/Stat-222-Project

Primary LanguageJupyter Notebook

Stat-222-Project

Textual Analysis of Financial Statements

Zhengxing Cheng, Owen Lin, Isaac Liu, Sean Zhou

Guidance

A variety of small datasets can be found in this repository. The main dataset we use for analysis is split into pieces contained in the folder Data\All_Data\All_Data_with_NLP_Features. The structure of our Code folders should be pretty self-explanatory.

Resources

Project Updates

Slides here.

March 5 Presentation

Slides here.

Final Presentation

Slides here.

Repo Filepaths

Try to use relative paths (.., etc.) when referencing other folders in this repository. Run scripts from the directory in which they are located. It's also recommended to clone the repository in ~/repo (create a folder repo in whatever directory ~ references on your machine).

Box

Base data for this project is kept on Box.

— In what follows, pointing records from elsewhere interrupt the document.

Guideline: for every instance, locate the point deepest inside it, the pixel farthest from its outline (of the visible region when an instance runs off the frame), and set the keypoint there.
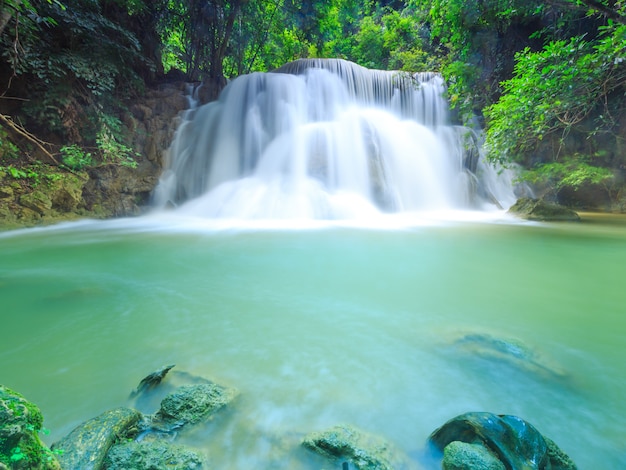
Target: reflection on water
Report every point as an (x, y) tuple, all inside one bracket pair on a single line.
[(325, 326)]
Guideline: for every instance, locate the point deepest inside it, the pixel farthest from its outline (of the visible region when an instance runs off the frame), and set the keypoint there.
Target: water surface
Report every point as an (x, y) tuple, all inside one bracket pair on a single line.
[(322, 326)]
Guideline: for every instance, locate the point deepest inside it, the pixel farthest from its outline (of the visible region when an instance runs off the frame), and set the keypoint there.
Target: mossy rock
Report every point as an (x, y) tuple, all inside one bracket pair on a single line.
[(87, 445), (365, 451), (152, 455), (20, 423), (463, 456), (540, 210), (191, 404), (515, 442)]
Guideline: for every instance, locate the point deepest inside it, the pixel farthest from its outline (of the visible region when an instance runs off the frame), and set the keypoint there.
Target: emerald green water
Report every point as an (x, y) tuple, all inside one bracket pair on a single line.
[(324, 326)]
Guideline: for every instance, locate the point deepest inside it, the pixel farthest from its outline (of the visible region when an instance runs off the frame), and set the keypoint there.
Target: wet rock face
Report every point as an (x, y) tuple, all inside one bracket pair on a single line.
[(20, 423), (348, 444), (150, 126), (513, 441), (191, 404), (463, 456), (152, 455), (87, 445)]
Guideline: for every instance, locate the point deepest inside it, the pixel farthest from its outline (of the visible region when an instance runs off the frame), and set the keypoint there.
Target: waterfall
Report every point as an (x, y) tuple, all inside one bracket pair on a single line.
[(326, 139)]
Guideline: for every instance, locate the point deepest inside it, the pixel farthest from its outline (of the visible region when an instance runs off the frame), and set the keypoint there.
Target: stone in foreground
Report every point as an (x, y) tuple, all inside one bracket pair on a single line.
[(515, 442), (348, 444), (463, 456), (191, 404), (87, 445), (152, 455), (20, 423)]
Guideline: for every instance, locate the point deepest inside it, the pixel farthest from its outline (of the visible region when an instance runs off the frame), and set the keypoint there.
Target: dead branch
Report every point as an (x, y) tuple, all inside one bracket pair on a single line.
[(8, 122)]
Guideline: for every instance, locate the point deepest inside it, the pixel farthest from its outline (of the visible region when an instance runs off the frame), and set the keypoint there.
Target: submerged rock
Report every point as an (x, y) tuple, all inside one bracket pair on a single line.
[(151, 380), (508, 351), (152, 456), (364, 451), (191, 404), (515, 442), (463, 456), (540, 210), (20, 423), (87, 445)]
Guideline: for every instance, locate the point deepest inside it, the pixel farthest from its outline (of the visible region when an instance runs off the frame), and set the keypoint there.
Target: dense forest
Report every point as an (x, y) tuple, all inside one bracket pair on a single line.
[(544, 79)]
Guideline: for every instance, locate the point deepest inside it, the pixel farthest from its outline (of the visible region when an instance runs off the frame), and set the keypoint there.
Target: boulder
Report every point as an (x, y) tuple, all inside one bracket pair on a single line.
[(508, 352), (540, 210), (463, 456), (515, 442), (20, 423), (86, 447), (159, 455), (348, 444), (191, 404)]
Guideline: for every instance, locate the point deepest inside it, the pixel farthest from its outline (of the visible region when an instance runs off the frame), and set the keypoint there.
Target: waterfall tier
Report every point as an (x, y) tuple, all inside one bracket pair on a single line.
[(326, 139)]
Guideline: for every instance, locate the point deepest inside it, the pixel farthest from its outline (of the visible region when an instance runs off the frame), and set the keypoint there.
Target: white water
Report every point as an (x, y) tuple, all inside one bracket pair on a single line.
[(326, 139)]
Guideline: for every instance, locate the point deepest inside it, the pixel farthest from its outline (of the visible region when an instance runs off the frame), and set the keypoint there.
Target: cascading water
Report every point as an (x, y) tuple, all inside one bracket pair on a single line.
[(326, 139)]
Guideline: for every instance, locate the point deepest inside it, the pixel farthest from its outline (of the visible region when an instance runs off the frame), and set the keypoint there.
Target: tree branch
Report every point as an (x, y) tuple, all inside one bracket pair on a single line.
[(8, 122)]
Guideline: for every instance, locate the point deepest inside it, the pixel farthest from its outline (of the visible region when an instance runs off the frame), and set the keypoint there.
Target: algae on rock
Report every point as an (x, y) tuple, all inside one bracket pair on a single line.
[(20, 423)]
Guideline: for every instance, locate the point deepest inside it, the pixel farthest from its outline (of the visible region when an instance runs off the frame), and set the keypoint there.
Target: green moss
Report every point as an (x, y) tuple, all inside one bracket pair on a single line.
[(20, 423)]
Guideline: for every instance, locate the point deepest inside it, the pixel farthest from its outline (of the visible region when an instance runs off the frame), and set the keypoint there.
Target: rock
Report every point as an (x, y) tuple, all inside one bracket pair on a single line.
[(364, 451), (558, 459), (463, 456), (510, 352), (87, 445), (6, 192), (157, 455), (66, 193), (36, 201), (191, 404), (515, 442), (152, 380), (20, 423), (540, 210)]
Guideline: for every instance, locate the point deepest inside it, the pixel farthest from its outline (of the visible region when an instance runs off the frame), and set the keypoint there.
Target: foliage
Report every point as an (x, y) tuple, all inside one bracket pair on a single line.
[(555, 90), (572, 172), (75, 158)]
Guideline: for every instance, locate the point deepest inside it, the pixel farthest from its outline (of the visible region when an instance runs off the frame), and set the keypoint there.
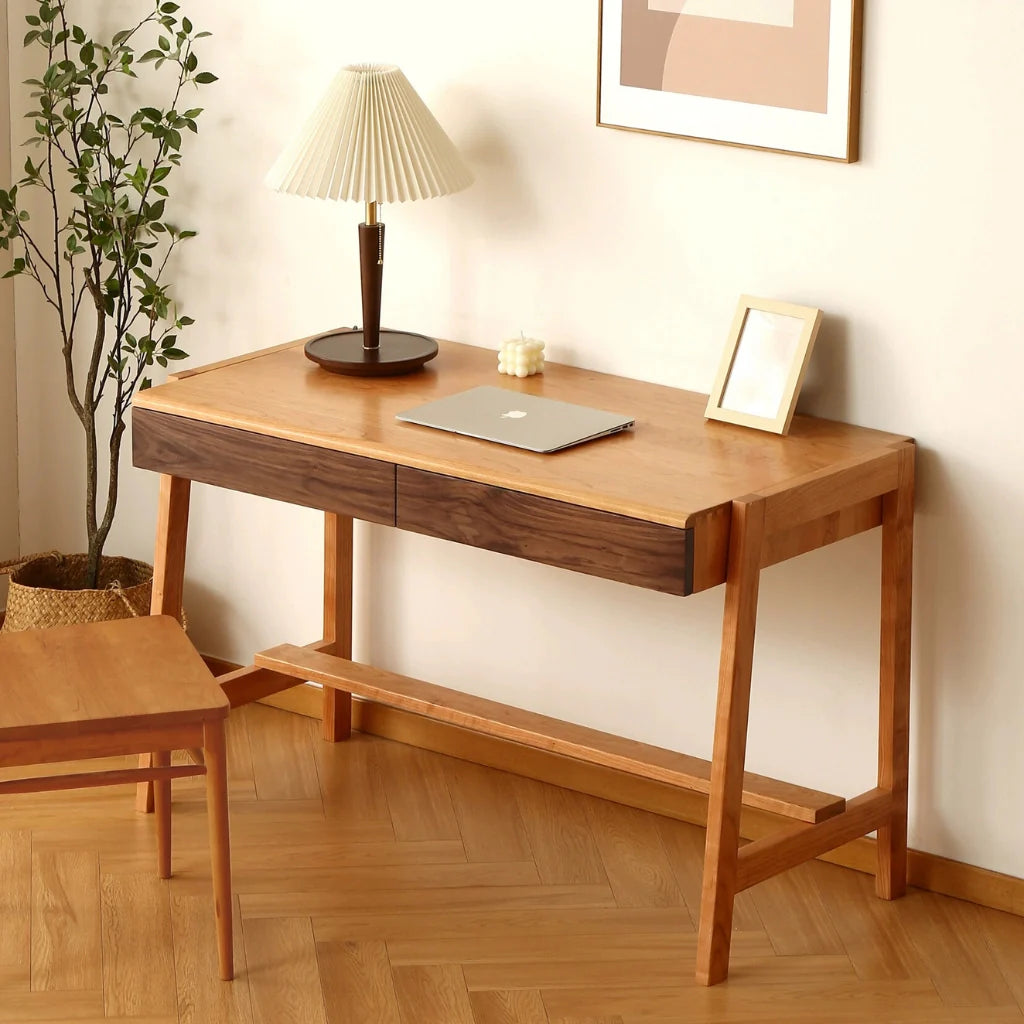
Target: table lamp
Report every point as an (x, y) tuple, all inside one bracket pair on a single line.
[(371, 139)]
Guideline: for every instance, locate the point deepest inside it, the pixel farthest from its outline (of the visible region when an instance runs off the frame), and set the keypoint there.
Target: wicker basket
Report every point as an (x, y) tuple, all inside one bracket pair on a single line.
[(47, 590)]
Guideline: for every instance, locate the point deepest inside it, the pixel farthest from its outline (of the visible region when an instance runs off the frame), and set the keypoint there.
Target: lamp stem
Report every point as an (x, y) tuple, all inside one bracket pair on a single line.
[(372, 276)]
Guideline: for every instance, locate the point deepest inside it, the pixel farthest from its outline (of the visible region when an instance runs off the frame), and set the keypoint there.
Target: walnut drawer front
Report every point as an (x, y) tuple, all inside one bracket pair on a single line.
[(542, 529), (257, 464)]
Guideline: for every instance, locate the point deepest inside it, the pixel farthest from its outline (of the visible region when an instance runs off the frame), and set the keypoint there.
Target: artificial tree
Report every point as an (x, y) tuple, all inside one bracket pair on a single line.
[(102, 168)]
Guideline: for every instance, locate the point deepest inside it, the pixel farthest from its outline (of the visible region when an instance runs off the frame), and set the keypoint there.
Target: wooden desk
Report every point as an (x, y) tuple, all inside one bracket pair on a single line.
[(679, 505)]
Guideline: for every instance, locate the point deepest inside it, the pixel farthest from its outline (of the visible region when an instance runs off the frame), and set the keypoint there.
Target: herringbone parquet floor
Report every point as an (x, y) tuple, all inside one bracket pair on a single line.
[(380, 884)]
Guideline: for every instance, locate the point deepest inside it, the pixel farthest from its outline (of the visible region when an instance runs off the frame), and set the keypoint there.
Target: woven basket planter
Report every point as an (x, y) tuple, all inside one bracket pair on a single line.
[(47, 590)]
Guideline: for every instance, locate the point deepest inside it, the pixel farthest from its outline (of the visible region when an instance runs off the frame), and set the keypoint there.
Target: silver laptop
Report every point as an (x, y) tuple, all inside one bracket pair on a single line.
[(526, 421)]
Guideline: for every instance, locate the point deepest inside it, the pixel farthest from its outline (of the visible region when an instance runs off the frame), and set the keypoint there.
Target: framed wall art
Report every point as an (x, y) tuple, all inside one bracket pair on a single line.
[(764, 364), (780, 75)]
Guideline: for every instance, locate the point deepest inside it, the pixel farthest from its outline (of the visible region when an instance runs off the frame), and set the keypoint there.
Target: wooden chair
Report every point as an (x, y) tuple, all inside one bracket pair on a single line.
[(124, 687)]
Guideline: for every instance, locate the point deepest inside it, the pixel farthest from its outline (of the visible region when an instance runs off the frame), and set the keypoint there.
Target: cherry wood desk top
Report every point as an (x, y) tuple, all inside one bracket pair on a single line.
[(672, 478), (672, 468)]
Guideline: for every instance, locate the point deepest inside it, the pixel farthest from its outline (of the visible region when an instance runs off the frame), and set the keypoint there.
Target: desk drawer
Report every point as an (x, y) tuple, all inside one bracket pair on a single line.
[(583, 540), (271, 467)]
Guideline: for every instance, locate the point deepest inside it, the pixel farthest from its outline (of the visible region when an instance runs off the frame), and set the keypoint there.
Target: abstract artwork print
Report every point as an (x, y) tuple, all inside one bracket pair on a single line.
[(771, 74)]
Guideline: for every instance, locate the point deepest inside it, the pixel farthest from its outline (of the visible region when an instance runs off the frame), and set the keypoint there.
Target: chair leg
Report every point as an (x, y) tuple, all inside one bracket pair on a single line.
[(162, 805), (216, 801)]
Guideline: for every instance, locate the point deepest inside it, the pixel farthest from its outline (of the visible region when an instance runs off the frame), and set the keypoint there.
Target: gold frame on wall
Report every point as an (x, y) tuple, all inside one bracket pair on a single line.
[(779, 423), (852, 111)]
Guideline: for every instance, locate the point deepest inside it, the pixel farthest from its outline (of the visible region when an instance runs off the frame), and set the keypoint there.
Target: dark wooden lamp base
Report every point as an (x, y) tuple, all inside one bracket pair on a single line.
[(398, 352), (371, 351)]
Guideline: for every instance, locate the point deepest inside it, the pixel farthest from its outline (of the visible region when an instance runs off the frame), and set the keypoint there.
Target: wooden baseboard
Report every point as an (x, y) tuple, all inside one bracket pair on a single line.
[(926, 870)]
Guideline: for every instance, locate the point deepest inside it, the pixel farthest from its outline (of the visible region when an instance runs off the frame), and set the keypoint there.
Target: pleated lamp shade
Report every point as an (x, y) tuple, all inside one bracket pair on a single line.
[(371, 139)]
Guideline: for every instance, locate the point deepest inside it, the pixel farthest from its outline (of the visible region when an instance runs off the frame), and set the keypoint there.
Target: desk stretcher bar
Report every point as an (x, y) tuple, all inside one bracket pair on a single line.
[(540, 731)]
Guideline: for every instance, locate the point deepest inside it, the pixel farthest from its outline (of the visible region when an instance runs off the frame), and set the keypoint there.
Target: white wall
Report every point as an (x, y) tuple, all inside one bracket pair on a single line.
[(8, 409), (627, 253)]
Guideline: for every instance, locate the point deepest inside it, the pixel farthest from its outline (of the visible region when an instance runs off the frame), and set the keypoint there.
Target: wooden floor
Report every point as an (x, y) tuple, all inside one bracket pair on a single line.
[(381, 884)]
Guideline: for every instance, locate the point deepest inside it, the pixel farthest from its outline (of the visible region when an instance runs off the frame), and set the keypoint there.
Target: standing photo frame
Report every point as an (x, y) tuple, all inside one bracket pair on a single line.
[(779, 75), (764, 364)]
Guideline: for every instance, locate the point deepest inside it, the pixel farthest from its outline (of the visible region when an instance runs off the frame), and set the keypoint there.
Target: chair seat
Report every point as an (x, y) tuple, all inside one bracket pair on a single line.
[(128, 674)]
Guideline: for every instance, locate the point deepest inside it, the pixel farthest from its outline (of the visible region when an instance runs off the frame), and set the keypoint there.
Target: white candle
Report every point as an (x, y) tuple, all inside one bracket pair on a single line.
[(521, 357)]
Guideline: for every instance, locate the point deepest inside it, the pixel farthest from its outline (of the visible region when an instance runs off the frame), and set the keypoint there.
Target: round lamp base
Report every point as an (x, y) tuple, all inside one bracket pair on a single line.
[(399, 352)]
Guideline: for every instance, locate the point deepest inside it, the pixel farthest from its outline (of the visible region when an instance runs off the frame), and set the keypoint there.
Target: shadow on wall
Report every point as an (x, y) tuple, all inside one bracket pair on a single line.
[(501, 199), (954, 606)]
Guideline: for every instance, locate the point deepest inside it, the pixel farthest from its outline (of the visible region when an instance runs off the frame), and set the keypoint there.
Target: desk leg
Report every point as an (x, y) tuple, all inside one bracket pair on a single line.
[(722, 850), (338, 619), (894, 676), (168, 579)]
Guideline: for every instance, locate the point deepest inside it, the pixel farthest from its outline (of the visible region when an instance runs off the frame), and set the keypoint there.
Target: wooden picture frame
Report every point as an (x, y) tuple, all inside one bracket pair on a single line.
[(777, 75), (764, 364)]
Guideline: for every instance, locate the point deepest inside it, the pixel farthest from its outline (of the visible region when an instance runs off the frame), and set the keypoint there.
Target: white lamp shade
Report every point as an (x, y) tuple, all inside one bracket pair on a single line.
[(371, 139)]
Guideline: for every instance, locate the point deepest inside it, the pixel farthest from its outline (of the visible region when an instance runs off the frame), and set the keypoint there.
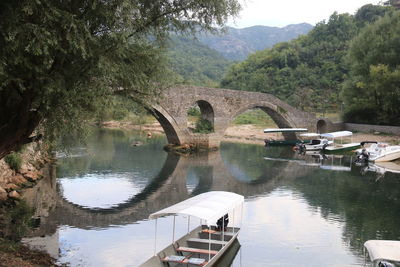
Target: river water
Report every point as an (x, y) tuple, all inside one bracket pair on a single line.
[(300, 210)]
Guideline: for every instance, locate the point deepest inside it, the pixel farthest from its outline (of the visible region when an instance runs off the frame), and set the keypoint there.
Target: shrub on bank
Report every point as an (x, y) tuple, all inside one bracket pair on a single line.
[(14, 161)]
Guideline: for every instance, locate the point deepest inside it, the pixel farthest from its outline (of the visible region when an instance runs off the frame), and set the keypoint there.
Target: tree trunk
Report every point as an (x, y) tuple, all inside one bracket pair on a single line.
[(17, 122)]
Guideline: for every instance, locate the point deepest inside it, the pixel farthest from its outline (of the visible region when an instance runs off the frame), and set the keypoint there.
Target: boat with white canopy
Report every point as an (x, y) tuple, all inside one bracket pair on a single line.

For filepaths, access it using "~/Box/STAT 222 Capstone" to ensure code is usable across all machines.

Some smaller files and final cleaned data files are kept in the Data folder.

Conda Environment

The environment capstone can be found in environment.yml.

To make yourself a copy of the environment, run conda env create -f environment.yml. To update the environment if the yaml changes, run conda env update --name capstone --file environment.yml --prune.

If you have the environment activated, you can run conda env export > environment.yml while in this directory to update the yaml file.